В глазах крестьян царь оставался именно крестьянским царем, повелителем великой крестьянской державы, как бы главой гигантской общины землепашцев{64}. Об этом пишет Зайцев в своей работе о мировоззрении русских крепостных. Эту же проблему в контексте народных «утопий» рассматривает К. В. Чистов. Леруа-Болье полагал, что образ правления в России (речь шла о 1870 годе) — не более чем внешняя структура, совершенно чуждая народу. Издаваемые государством законы по большей части подобны костюмам, не соответствующим ни традиционному мировоззрению, ни народным обычаям — утверждал он{65}.

Тем не менее, вера в то, что настанет день, и Правда восторжествует, не исчезала из народного сознания. Это относится не только к идеологии раскола{66} — весь петербургский период представляет собой эпоху брожения и поисков Правды. Даже в 1979 г. констатировалось: «одна бесконечная, неизживаемая вера в правду жизни, в то что в этой жизни должна быть правда и что только мы не умеем ее найти»{67}. «Правдоискательство» (примечательно само это русское слово, с его специфическим значением!) можно было встретить как в народе, так и в столь чуждом ему, казалось бы, петербургском свете. Странники и паломники искали Правду в самых отдаленных уголках Земли{68}. Правду представляли себе осуществленной у «мудрых рахманов» (брахманов), — по крайней мере так утверждалось в «Сказании об Индийском царстве». Жития Андрея Юродивого содержат чаяние «царя от нищеты», который должен прийти в конце времен: «ходите начнет по мнозе Правде… без боязни ратного и бес печали…»{69}.

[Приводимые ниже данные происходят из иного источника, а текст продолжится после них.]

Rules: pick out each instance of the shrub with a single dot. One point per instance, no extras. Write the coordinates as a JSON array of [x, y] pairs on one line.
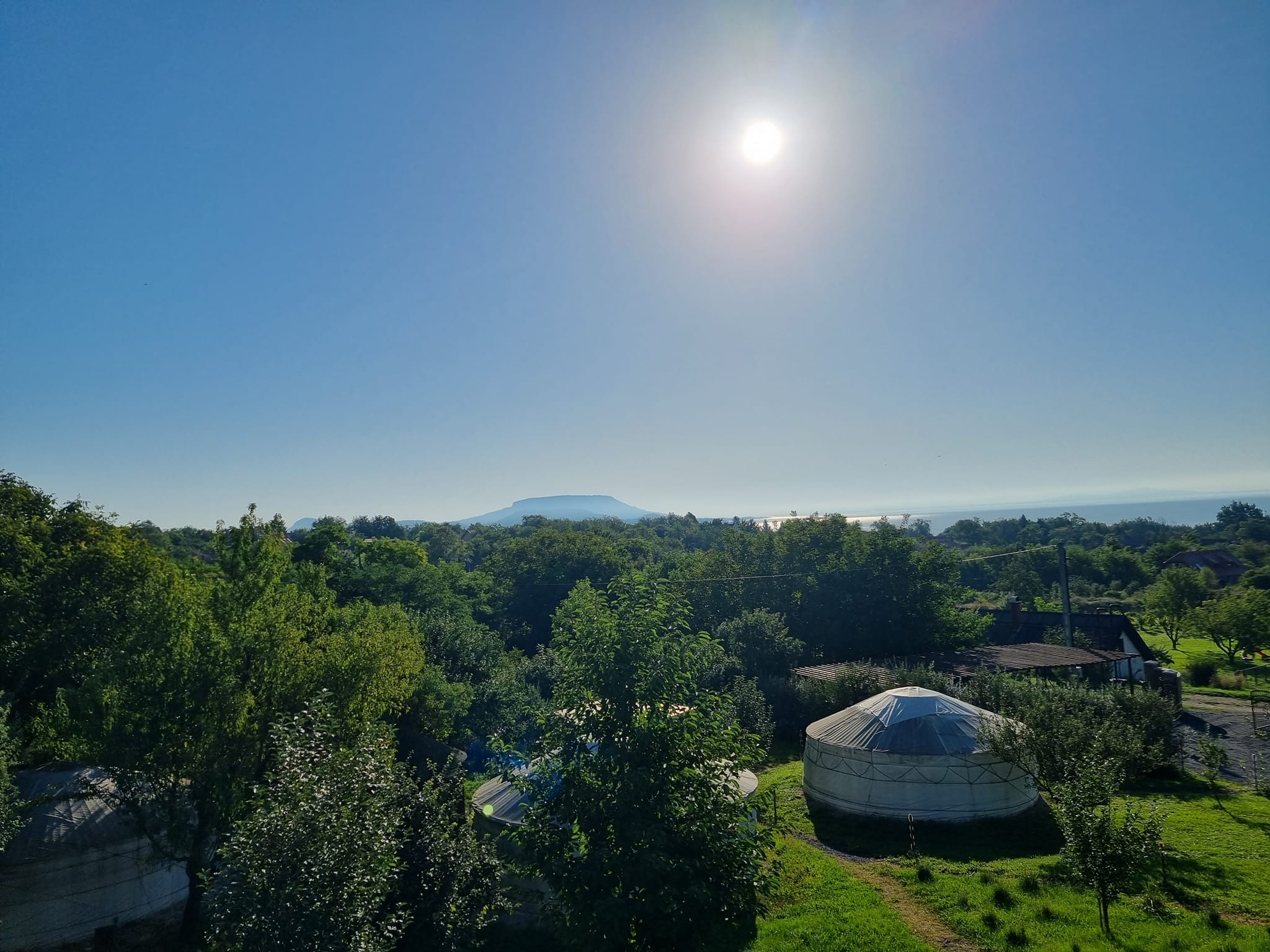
[[752, 711], [1231, 682], [1201, 673], [1064, 724]]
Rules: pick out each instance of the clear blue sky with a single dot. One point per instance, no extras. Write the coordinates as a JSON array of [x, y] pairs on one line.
[[425, 259]]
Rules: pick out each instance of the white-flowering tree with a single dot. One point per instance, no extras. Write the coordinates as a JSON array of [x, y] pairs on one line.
[[1108, 847]]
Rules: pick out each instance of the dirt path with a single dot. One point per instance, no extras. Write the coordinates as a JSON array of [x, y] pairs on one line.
[[921, 920]]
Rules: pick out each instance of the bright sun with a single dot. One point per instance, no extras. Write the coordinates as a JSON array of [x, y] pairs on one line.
[[762, 143]]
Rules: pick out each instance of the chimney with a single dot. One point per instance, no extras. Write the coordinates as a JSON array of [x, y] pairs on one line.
[[1016, 610]]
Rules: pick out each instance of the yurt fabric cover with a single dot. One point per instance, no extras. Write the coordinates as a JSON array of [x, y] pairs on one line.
[[911, 752], [76, 863]]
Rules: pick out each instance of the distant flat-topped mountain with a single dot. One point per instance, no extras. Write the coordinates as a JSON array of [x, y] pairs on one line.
[[562, 508], [550, 507]]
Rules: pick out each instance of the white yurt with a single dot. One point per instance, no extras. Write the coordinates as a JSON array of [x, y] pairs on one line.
[[78, 863], [911, 752]]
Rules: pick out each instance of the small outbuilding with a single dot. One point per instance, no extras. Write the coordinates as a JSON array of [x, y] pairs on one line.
[[911, 752]]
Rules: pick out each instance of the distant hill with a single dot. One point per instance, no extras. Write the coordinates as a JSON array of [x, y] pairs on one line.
[[562, 508], [550, 507]]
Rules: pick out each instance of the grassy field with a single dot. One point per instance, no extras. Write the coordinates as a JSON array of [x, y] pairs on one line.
[[821, 906], [1000, 884], [1191, 650]]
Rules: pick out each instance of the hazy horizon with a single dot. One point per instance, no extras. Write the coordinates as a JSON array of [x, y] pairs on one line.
[[427, 260]]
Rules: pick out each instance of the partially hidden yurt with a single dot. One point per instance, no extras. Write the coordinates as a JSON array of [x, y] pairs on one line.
[[75, 865], [911, 752]]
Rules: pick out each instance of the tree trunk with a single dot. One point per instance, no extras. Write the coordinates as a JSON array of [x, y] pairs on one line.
[[195, 867]]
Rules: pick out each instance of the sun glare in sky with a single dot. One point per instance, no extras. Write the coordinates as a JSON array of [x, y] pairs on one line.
[[762, 143]]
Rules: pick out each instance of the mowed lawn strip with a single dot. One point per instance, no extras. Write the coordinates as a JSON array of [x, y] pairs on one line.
[[819, 906]]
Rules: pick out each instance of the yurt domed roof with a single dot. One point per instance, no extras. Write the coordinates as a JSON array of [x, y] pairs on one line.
[[913, 721], [69, 814]]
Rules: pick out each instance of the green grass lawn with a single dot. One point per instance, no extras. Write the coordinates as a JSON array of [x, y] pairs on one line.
[[1000, 884], [819, 906], [1191, 650]]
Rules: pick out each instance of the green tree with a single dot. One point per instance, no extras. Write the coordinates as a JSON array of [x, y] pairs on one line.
[[1052, 729], [376, 527], [752, 712], [314, 866], [1106, 848], [1169, 602], [1236, 621], [1235, 512], [326, 544], [451, 883], [762, 644], [533, 575], [179, 714], [11, 804], [71, 584], [643, 834]]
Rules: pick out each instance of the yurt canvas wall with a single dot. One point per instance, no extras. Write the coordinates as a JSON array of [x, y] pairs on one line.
[[76, 865], [911, 752]]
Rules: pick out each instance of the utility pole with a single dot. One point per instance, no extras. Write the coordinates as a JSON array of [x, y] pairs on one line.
[[1067, 594]]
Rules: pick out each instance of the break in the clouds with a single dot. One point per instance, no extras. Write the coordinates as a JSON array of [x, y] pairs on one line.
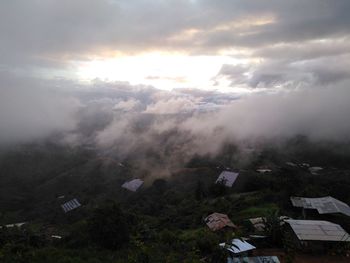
[[126, 73], [182, 43]]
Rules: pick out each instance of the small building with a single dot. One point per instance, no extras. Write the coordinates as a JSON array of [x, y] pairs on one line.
[[70, 205], [238, 247], [260, 259], [19, 225], [323, 205], [315, 234], [263, 170], [315, 170], [133, 185], [227, 178], [217, 221]]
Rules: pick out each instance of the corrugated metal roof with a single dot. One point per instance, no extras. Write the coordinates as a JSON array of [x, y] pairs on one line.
[[133, 185], [217, 221], [227, 177], [324, 205], [238, 246], [318, 230], [70, 205], [261, 259], [314, 170]]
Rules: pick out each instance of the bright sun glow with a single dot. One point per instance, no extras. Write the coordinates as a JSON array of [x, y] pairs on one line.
[[161, 70]]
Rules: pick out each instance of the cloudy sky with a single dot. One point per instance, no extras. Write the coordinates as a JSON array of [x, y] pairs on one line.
[[272, 66]]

Глеб Успенский рассказывает, что после 1861 года крестьяне, разочарованные условиями своего освобождения, готовы были отправиться странствовать по свету в поисках «старой Правды»{70}. Достоевский патетически вопрошал, как же добиться того, чтобы дух народный успокоился в Правде и увидел Правду? Может быть, Правда существует и сейчас, — писал Достовский, — но необходимо, чтобы народ поверил в это. Как убедиться в том, что Правда есть в Русской земле и что знамя ее поднято?{71}

Достоевский надеялся, что интеллигентская молодежь, ищущая Правду, встретится на этом пути с народом{72}. В действительности, однако, молодежь шестидесятых годов чаще всего искала Правду на том пути, который Достоевский подверг наиболее резкой критике, — на пути «нигилизма», — стремясь заменить моральные требования «законами природы»{73}. На первый взгляд причина такого выбора крылась во влиянии западноевропейского просвещения — и в первую очередь учения Ж.-Ж. Руссо — об имманентной доброте человека. Однако сам процесс заимствования в огромной степени упрощался благодаря традиционному представлению о Правде как о модели, объективно присутствующей (по крайней мере, в идеале) в естественном миропорядке, а не как о заповеди, возвещаемой извне. Через сказку о «Правде и Кривде» обращался к народу и народник Степняк-Кравчинский, что означало признание революционерами активной роли народных духовных ценностей давнего прошлого. Таким образом народный идеал Правды, сложившийся еще в Древней Руси, оставался действенным элементом народного сознания и на рубеже XIX–XX веков{74}.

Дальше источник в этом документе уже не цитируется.